原因は、下記のとおり熱で分解されず、脱脂粉乳中に残っていた毒素でした。
黄色ブドウ球菌は牛豚などのほか、健康な人の体(鼻腔・咽頭・腸管・傷口など)
にもあり、その保菌率は40%ほどと言われています。
形状はブドウの房のような球菌で、増殖する時に産生する毒素(エンテロトキシン)
が食中毒の原因となります。
困ったことにこの毒素は、通常の熱(下図)では分解されません。
不活化するためには、110℃400分又は121℃100分が必要になるとされています。
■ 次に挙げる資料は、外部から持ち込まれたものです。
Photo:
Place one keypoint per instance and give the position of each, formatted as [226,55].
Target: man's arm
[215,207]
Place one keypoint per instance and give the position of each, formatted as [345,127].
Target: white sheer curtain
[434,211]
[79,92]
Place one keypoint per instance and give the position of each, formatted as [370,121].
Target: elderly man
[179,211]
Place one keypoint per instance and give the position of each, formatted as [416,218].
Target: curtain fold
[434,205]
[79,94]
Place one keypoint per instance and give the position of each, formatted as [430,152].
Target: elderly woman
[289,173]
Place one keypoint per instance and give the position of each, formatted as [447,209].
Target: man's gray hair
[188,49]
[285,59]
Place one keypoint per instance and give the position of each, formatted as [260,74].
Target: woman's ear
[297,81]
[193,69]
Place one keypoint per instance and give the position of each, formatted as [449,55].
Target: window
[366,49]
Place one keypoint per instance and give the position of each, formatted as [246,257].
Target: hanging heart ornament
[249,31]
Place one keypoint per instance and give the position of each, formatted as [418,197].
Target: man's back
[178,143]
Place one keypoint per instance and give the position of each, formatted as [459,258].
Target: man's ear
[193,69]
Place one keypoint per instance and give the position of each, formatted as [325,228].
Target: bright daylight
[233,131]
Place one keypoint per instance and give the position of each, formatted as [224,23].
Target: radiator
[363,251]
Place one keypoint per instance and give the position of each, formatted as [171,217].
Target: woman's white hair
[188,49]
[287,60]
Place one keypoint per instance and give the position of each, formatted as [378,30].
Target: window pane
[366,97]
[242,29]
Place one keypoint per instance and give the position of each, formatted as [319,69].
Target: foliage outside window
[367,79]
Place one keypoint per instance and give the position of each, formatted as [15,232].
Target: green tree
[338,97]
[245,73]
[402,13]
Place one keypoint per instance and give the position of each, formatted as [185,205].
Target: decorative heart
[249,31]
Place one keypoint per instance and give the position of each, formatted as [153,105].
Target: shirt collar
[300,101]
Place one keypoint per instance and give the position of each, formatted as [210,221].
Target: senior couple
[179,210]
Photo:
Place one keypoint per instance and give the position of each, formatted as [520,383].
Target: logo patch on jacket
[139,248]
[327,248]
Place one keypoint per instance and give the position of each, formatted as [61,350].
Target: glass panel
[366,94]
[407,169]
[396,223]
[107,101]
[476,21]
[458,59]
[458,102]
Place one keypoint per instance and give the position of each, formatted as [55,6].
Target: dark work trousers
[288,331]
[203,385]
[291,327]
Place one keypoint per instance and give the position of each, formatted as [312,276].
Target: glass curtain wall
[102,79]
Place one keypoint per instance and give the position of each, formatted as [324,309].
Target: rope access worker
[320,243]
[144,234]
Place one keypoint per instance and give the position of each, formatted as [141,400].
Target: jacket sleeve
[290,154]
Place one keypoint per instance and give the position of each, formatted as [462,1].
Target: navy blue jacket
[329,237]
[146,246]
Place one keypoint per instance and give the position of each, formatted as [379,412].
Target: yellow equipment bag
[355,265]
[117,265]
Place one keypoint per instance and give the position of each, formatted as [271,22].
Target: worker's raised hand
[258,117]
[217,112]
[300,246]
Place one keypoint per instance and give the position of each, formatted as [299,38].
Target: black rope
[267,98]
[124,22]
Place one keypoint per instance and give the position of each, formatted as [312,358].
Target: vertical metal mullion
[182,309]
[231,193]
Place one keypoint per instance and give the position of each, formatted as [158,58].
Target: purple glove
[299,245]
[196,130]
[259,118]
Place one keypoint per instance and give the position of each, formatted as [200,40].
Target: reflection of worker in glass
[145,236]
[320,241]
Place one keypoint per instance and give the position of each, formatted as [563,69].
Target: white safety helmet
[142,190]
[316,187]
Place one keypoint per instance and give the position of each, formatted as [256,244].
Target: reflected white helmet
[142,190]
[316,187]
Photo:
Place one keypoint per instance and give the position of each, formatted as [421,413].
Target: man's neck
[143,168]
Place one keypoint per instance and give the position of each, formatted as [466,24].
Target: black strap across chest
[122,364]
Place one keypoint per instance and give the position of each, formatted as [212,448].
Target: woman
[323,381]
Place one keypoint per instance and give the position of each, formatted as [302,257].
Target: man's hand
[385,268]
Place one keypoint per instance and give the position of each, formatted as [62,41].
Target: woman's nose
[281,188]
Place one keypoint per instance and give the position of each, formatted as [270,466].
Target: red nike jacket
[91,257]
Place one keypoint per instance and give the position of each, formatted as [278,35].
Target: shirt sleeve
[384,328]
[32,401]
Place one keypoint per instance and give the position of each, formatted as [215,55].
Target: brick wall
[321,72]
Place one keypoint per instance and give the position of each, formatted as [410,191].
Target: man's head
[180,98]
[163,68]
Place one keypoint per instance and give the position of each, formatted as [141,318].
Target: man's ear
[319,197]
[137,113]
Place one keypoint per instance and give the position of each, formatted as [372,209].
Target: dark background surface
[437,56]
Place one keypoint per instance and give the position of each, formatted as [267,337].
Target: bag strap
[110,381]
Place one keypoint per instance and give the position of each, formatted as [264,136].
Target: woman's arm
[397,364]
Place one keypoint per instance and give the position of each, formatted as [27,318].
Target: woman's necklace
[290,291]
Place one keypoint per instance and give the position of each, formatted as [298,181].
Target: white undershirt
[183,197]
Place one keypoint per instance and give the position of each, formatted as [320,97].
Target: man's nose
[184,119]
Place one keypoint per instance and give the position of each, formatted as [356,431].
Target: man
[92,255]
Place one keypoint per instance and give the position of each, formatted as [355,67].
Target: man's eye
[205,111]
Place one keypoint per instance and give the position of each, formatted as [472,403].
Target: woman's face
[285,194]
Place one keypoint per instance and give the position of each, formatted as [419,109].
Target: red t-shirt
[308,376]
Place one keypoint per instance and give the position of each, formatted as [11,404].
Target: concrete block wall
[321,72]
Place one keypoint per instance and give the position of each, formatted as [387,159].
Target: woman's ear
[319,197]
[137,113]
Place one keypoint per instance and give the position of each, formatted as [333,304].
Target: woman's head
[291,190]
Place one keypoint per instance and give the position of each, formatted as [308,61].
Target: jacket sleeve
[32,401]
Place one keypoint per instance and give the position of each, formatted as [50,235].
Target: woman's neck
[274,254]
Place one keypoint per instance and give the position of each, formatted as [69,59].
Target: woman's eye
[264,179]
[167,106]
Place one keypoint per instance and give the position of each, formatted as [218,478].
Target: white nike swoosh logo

また黄色ブドウ球菌は、比較的高い塩分濃度でも増殖できるため、おにぎりや
自家製の漬物なども注意が必要です。
ところで、野生動物の中には腐肉を食べるもの(スカベンジャー)がいます。
ハゲワシ(下写真)は有名です。
彼らは腐肉を食べてもなぜ、食中毒にならないのでしょうか。
ハゲワシの強力な胃酸によって、病原菌の大部分は死滅してしまいます。
その胃酸のpHは、希硫酸に匹敵するとか。
また生き残った菌とは、共存できるような免疫システムを持っているとも言われて
います。
さらに、毒素に接触するたびに免疫が対応して抗体を作れるそうです。
ハゲワシは、そのような能力を身に付けることで、過酷な自然環境を生き延びて
きたのです。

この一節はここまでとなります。